Of course we can argue that that is also the responsibility of the developer, but workflows are so easy to build that even non-developers do it (that’s the point), sometimes with very little help, and those users may not understand the ramifications of having workflows with such monitoring capabilities (nor do the users who install those).

Alfred presents itself as a launcher, one that you have to take the action (and responsibility) of explicitly calling. Even a workflow like EggTimer, that setups launchd daemon events, works within that rule. Alfred does one thing well (with lots of smaller actions that support and complement the big one), and it should strive not to deviate from, but to be better at it.

Edited by Vítor
Posted

It would be awesome if Alfred could keep an eye on system goings-on and launch workflows based on these events.

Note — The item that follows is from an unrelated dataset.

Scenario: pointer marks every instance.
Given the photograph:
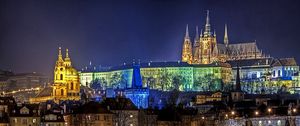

Example triggers:

  • Wake from sleep
  • Wifi/Bluetooth state change
  • Disk space changes
  • CPU goes over set threshold (e.g. 90% for 10 sec or longer)
  • Battery goes below set percentage
  • Time & date triggers (e.g. 4:00pm, every 2 hours, or on the 3rd Saturday of the current month)

These events are similar to the ones used by Launch Daemons.

 

These kind of triggers would allow Alfred to automatically accomplish tasks based on my criteria; right now I have to call Alfred manually before he can help me.

 

Cheers :)

 

Keyboard Maestro will help with several of these triggers. And you could use Keyboard Maestro to run a script that would perform actions with Alfred. Just a thought.

  • 7 months later...
Posted

time/date triggers are cronjobs, just download cronnix.app for that.

but an event listener (except for time events) would be cool

i am not sure, but i dont think, that the battery percentage is an event, the battery changes every second, its like an interval check (by alfred) and i wouldnt like that.